Come meravigliarsi se questo poderoso complesso d’interessi — i cui vari settori per giunta sono generalmente dominati da gruppi di comando di età avanzata — sebbene possa talvolta esprimere opinioni e desideri di cambiamento, ne tema al tempo stesso moltissimo ogni reale ed effettiva avvisaglia? Come meravigliarsi se esso cerchi di esorcizzarla celando il proprio malumore dietro le critiche mascherate da una delusione di maniera?
In realtà la sessantennale vicenda della democrazia italiana ci ha lasciato un’eredità avvelenata: vale a dire una compagine sociale per la quale è oggi difficile immaginare una qualunque riforma, o quasi, che non colpisca in modo significativo interessi forti e ramificati. Capaci di agitare lo spauracchio, in termini di consenso, che è stato sempre fatto valere contro ogni governo riformatore: il prezzo delle riforme lo si paga subito, mentre i vantaggi si vedono solo dopo.

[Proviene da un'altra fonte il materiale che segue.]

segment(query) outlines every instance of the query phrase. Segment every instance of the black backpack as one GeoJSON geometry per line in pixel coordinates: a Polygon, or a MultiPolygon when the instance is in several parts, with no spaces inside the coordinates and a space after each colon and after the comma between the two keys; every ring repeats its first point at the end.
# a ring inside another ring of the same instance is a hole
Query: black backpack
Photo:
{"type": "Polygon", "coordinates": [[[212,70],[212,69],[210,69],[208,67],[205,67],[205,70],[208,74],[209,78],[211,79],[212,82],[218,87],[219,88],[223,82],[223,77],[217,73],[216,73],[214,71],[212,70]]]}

Manca in questa rassegna un ultimo protagonista: la stampa. I giornali amano Renzi? Ovviamente a seconda dei giornali, risponderei io. Per il presidente del Consiglio e i suoi seguaci — specie quelli della 24esima ora — ho l’impressione che invece la risposta sarebbe: no, per nulla; o comunque mai abbastanza. Ma il potere, qualunque potere, pensa sempre così a proposito dei giornali e di chi ci scrive. Questi però, sebbene facciano parte anch’essi di un’élite privilegiata, cercano, per lo più, in realtà, di fare solo il loro mestiere, che per sua natura è — giustamente! — un mestiere daltonico: abituato cioè a vedere più il nero che il bianco, e a scorgere sempre anche nel bianco qualche traccia di grigio. Renzi perciò se ne convinca: «i gufi e i rosiconi» veri, quelli che contano, usano strumenti diversi dalla carta dei giornali.